A Russian advanced persistent threat (APT) group has continued to evolve and expand its malware arsenal as part of its ongoing cyber onslaught against Ukraine throughout 2025.
Slovakian cybersecurity company ESET said it observed 35 distinct spear-phishing campaigns mounted by Gamaredon against new targets, with most of them taking place in the second half of the year. Primary targets of these efforts include Ukrainian governmental and military institutions.
“Throughout 2025, Gamaredon stayed highly active and remained focused solely on Ukraine,” ESET said. “The group’s ultimate goal continues to be the exfiltration of sensitive information and other critical data that could be exploited to support Russian interests in the ongoing war in Ukraine.”
The spear-phishing campaigns make use of archive attachments or XHTML files that employ HTML smuggling to deliver malicious HTA downloaders that are responsible for dropping additional payloads, such as PteroSand. Some of the attacks have also weaponized a now-patched flaw in WinRAR (CVE-2025-8088) as a way of placing the malicious HTA downloader into the victim’s Windows Startup folder.
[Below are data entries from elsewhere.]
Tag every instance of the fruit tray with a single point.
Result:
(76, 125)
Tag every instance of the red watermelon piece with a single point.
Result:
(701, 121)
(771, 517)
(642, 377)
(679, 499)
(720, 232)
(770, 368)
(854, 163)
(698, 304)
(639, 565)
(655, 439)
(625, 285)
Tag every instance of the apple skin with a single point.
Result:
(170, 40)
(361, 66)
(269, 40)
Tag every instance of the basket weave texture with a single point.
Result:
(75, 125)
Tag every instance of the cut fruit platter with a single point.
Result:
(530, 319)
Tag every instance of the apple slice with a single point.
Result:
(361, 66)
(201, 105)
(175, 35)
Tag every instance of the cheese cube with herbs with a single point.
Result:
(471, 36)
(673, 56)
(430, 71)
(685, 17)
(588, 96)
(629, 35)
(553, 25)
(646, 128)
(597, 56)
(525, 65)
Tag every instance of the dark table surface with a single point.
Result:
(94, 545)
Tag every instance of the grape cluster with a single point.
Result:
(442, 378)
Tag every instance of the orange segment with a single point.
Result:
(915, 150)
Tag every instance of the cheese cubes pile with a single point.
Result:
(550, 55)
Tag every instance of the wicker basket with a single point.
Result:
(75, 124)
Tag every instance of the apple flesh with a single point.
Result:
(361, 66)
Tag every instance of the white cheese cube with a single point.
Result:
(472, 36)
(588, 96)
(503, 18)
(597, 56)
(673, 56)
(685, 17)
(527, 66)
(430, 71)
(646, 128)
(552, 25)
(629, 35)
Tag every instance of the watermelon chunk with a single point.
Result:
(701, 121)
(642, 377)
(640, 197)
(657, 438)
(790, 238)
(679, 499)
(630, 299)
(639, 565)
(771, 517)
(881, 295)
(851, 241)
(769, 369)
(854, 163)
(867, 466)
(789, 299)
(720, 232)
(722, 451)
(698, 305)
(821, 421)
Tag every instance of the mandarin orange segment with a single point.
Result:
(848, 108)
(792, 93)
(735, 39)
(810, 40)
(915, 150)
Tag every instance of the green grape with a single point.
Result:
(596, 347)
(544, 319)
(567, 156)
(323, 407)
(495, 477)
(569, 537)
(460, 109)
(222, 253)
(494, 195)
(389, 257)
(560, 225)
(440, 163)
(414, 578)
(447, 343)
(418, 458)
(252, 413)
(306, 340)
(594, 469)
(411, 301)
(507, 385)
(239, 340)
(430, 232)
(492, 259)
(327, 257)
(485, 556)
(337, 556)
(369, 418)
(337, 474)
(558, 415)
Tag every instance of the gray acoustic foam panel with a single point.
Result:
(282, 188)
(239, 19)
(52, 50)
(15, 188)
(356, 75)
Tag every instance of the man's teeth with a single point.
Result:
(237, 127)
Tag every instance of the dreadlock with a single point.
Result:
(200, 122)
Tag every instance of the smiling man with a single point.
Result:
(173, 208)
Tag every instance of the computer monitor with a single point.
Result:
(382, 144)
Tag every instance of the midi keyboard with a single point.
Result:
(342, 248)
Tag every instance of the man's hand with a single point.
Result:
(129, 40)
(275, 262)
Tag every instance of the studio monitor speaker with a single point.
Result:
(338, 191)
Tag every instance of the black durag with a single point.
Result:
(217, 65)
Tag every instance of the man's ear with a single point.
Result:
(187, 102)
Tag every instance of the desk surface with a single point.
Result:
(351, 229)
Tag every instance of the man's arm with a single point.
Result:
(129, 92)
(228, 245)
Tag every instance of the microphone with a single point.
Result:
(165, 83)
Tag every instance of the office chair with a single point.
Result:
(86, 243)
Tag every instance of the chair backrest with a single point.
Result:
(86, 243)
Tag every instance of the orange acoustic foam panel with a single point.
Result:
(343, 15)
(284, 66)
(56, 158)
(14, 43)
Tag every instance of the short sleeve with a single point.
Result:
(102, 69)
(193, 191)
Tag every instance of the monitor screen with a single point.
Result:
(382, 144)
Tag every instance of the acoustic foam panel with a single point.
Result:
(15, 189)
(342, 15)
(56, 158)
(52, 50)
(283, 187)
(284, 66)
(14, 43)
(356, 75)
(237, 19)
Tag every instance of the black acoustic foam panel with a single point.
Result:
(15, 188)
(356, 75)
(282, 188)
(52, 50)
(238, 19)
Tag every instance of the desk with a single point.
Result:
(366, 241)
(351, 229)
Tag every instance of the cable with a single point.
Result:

This, in turn, causes the downloader to be automatically executed on the next login, thereby adding a persistence mechanism to the compromise chain. Gamaredon’s attacks are known to rely on weaponizers like PteroLNK and PteroPaste to facilitate lateral movement by infecting USB drives and network drives with malicious LNK files that, when opened by an unsuspecting user, trigger the retrieval of downloader malware.
Also used is PteroSetup, an older Visual Basic Script (VBScript) weaponizer first detected in January 2021 and likely assumed to be discontinued. The tool scans USB and mapped network drives for legitimate installer files, and if found, replaces them with 7z self-extracting (SFX) archives containing the original installer and a malicious VBScript downloader.
“In 2025, the group’s reliance on third-party services grew significantly, with tunnel services and serverless worker platforms becoming an increasingly important part of how it hid its real back-end infrastructure,” ESET said.
The attacks are also characterized by the introduction of six new malicious PowerShell tools, broadening its custom malware arsenal –
- PteroDee and PteroCache for fetching and executing PowerShell payloads in memory
- PteroDum for fetching and executing VBScript payloads in memory
- PteroOdd for fetching a single PowerShell payload using the Telegra.ph API and likely used in campaigns in which the Gamaredon actors collaborated with Turla
- PteroEffigy for fetching the command-and-control (C2) server using the GoFile cloud storage service
- PteroPaste, for weaponizing USB drives and downloading additional PowerShell payloads via an encrypted channel
“While the group took a short operational break in January 2025, Gamaredon spent much of its effort in the first half of that year developing and deploying new tools,” ESET researcher Zoltán Rusnák said.
“Many updates were made in the lead-up to major holidays in Russia and Crimea. Notably, no updates were observed during or immediately after these holidays, further suggesting that Gamaredon operators are probably government-affiliated employees.”
Another noteworthy aspect of the threat actor’s campaign revolves around the use of a wide range of legitimate services as data exfiltration channels and dead drop resolvers to obtain details of the C2 server and to point malware to infrastructure already hidden behind tunnels or serverless workers. These include –
- Telegra.ph
- Teletype
- Rentry.co
- Write.as
- Dropbox
- GoFile
- DEV Community (dev.to)
- Mastodon
- Lesma
- Nopaste.net
- Paste.ee
- Wasabi
- Tebi
- Intercolo
- Dropbox
“As in previous years, the group compensated for the relative simplicity of its malware with persistence, frequent updates, and an increasingly creative abuse of legitimate online services,” ESET said. “Gamaredon further expanded its use of dead drops, tunnels, workers, dynamic DNS, and cloud storage, making its operations more flexible and harder to disrupt.”